Presentato nel contesto di una serie di happening multimediali denominati "Reasons to Be Cheerful" e dedicati a una visione ottimistica della vita nella rivalutazione delle sue bellezze come metodo per contrastare i mali del mondo, "American Utopia" (Todo Mundo/Nonesuch) sviluppa il concept in composizioni pop tanto gioiose quanto intrise con quello stile tanto melò quanto frivolo che ha sempre contraddistinto il gusto estetico di Byrne.
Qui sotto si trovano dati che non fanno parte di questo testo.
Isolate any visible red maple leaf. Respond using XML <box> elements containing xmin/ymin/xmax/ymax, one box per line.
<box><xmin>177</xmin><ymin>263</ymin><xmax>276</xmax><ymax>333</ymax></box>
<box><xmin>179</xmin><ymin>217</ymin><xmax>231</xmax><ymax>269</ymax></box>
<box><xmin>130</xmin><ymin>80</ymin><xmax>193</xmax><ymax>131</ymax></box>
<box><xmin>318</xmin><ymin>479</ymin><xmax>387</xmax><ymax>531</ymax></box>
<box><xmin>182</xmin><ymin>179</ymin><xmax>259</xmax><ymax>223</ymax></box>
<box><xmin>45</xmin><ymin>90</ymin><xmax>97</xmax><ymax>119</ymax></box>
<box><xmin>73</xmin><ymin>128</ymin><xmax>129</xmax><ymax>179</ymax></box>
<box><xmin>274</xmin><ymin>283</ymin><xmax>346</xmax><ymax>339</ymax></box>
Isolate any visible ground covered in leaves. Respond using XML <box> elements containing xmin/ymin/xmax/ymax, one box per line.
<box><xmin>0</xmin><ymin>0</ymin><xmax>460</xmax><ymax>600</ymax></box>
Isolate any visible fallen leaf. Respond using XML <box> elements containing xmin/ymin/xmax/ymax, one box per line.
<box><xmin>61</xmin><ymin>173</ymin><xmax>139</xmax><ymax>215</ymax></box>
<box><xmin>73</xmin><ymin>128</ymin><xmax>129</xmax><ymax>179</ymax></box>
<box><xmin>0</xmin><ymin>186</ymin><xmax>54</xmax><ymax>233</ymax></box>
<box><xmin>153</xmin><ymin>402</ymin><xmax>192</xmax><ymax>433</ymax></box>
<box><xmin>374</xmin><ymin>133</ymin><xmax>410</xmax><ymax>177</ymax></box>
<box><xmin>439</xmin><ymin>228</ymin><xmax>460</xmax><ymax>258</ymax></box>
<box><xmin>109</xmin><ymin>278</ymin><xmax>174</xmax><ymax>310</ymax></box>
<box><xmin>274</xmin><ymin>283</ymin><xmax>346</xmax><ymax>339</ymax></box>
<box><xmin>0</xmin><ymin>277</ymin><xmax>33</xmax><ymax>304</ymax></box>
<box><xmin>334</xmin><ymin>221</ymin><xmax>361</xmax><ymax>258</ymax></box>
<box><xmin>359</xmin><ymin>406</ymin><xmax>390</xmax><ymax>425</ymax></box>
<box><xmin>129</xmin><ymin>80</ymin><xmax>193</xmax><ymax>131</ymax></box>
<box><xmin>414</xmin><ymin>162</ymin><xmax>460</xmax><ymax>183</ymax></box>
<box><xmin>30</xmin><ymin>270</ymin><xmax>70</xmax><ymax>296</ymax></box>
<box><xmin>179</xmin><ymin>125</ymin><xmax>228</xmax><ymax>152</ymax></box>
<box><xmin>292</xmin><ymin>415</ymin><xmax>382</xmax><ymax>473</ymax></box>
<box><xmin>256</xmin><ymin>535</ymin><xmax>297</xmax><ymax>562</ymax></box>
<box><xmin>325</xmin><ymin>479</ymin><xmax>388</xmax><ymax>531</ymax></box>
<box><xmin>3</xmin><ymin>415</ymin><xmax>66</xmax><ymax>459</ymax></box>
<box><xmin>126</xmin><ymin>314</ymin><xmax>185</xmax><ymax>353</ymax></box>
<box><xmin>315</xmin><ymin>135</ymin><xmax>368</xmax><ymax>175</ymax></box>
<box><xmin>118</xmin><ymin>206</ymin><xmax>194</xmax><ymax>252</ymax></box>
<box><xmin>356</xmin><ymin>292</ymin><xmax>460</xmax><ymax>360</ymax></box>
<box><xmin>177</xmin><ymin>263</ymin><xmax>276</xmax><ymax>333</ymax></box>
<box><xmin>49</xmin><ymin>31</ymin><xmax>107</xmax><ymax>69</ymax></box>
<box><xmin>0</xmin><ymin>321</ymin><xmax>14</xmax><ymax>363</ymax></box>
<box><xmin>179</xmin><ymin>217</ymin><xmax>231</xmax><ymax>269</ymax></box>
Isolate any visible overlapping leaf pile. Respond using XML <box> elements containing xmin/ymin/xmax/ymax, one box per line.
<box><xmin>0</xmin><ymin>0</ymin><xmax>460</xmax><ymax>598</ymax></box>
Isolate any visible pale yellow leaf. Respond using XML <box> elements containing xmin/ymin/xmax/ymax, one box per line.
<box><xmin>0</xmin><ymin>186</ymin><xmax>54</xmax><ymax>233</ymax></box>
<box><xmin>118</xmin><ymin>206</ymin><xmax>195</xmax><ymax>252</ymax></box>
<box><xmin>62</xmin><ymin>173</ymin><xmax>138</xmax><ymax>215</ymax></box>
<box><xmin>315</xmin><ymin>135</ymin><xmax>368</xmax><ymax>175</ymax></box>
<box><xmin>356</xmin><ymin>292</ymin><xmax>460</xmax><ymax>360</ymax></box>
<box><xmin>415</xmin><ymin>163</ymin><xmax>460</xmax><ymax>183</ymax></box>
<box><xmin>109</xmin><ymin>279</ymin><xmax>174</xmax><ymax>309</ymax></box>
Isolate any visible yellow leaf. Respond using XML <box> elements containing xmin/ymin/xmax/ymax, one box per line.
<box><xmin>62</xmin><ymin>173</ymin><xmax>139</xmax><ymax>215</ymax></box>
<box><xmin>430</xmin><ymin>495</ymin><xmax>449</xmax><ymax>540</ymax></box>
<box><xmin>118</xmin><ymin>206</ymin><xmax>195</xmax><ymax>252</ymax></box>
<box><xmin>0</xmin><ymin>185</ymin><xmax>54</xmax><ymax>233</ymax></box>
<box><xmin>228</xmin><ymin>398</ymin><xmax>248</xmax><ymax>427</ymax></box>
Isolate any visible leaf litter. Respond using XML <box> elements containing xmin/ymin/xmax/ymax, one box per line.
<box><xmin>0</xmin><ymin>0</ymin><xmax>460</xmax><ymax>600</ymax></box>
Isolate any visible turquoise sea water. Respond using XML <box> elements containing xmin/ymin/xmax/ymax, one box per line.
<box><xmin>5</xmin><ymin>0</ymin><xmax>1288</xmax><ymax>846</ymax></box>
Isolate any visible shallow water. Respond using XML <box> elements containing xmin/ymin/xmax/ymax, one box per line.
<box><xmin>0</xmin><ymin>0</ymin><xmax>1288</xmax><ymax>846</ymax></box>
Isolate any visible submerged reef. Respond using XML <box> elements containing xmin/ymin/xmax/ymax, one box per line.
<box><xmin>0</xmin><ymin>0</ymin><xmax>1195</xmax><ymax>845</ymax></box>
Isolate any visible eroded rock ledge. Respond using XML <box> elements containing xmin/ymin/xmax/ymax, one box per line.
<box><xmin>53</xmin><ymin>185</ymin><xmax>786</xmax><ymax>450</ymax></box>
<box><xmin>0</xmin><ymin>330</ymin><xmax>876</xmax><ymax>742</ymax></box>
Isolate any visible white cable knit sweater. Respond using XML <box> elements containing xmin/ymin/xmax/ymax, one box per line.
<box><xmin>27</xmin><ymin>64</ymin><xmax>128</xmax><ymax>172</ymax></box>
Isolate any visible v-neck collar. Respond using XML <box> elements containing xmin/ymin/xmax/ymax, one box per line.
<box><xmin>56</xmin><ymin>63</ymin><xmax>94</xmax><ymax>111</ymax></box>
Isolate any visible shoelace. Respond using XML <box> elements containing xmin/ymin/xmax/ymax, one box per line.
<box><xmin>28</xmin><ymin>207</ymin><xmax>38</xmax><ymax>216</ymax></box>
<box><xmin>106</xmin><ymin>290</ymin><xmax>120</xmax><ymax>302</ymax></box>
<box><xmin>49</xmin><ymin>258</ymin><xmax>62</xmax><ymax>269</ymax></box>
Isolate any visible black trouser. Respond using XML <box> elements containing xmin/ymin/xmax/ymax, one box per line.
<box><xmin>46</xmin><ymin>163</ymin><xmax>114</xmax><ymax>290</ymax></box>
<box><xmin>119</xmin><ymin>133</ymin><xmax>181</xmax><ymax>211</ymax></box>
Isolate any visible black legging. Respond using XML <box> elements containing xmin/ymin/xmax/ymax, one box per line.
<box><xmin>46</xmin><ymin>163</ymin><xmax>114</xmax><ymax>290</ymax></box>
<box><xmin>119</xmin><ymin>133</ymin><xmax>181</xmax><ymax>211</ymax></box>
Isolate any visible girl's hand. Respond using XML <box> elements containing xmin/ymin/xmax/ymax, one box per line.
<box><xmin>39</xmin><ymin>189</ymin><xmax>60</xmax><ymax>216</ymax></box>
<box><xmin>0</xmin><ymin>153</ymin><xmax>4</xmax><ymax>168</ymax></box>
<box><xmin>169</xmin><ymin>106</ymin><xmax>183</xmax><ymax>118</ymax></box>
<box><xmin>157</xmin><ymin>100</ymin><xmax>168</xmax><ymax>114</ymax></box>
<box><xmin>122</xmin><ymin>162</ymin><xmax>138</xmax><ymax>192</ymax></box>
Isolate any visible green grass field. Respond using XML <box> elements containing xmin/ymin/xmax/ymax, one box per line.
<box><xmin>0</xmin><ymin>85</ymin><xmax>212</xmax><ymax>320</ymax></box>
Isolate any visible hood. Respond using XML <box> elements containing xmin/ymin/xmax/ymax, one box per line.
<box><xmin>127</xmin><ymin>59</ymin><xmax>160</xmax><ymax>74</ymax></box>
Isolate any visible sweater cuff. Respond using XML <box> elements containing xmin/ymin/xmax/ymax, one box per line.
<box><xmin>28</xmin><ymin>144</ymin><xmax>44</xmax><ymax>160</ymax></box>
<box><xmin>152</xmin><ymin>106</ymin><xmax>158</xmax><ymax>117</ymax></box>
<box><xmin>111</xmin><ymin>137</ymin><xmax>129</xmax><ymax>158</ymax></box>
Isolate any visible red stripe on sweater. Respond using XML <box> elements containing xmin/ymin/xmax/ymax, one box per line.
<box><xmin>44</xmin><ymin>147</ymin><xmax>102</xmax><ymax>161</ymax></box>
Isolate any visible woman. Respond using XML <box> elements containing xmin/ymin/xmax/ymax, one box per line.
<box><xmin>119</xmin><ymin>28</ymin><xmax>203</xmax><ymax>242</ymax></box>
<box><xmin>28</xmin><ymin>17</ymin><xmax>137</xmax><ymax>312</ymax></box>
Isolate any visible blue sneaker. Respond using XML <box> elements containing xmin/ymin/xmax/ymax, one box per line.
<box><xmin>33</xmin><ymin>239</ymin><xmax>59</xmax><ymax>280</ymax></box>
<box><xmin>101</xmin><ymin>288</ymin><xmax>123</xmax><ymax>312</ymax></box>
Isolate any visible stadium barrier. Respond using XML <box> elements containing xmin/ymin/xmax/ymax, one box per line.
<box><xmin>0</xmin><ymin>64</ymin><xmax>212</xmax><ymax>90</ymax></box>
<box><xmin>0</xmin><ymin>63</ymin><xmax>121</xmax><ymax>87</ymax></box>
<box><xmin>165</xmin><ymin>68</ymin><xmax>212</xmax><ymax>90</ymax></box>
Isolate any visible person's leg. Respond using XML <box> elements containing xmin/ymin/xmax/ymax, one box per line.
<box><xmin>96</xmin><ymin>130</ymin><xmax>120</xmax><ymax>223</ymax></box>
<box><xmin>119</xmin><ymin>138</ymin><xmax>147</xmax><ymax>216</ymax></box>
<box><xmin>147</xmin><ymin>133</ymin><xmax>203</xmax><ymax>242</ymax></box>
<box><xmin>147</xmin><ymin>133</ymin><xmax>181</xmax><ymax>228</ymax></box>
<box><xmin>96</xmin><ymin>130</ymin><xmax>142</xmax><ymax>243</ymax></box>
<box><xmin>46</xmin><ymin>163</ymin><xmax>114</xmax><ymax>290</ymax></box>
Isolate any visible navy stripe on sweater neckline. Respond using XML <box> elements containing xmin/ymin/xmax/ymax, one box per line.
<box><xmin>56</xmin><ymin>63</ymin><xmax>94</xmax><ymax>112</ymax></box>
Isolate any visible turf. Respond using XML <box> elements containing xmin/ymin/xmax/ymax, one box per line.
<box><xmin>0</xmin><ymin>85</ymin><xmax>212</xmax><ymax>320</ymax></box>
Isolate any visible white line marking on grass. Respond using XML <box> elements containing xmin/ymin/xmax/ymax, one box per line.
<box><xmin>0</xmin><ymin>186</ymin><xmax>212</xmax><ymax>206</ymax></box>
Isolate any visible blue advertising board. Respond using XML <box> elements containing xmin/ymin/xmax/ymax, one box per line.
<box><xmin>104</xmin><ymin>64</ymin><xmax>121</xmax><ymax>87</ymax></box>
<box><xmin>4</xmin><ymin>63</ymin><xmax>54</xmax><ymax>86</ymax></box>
Registrato tra New York City e Londra con la collaborazione eccellente (a parte quella di Brian Eno) del producer Rodaith McDonald e qualche guest tipo Daniel Lopatin (OPN), il pianista Thomas Bartlett aka Doveman, il dj Jam City e il vocalist e musicista reggae-soul Sampha Sisay, il problema sostanziale di questo disco non sta tanto nella condivisione o meno dell’estetica pop di Byrne, quanto nel fatto che le canzoni sono oggettivamente di una piattezza che lascerebbe indifferente persino il più stronzo di quei tipici collezionisti bianchi di pop-art newyorkesi con le chiappe flaccide e il foulard al collo.

Nel complesso comunque niente di nuovo sotto il sole: i soliti attentati melodrammatici alla musica gospel da "Dog's Mind", "This Is That" fino al pathos di "Bullet"; pop-art positivista come "I Dance Like This" e "It's Not Dark Up Here", il groove pompato di "Gasoline and Dirty Sheets" oppure "Everybody's Coming To My House" e gli inni alla gioia electro-tropicali di "Every Day Is A Miracle", "Doing the Right Thing" (praticamente inascoltabile). Insomma uno scippo sulla tela, un cesso di Duchamp che sorride.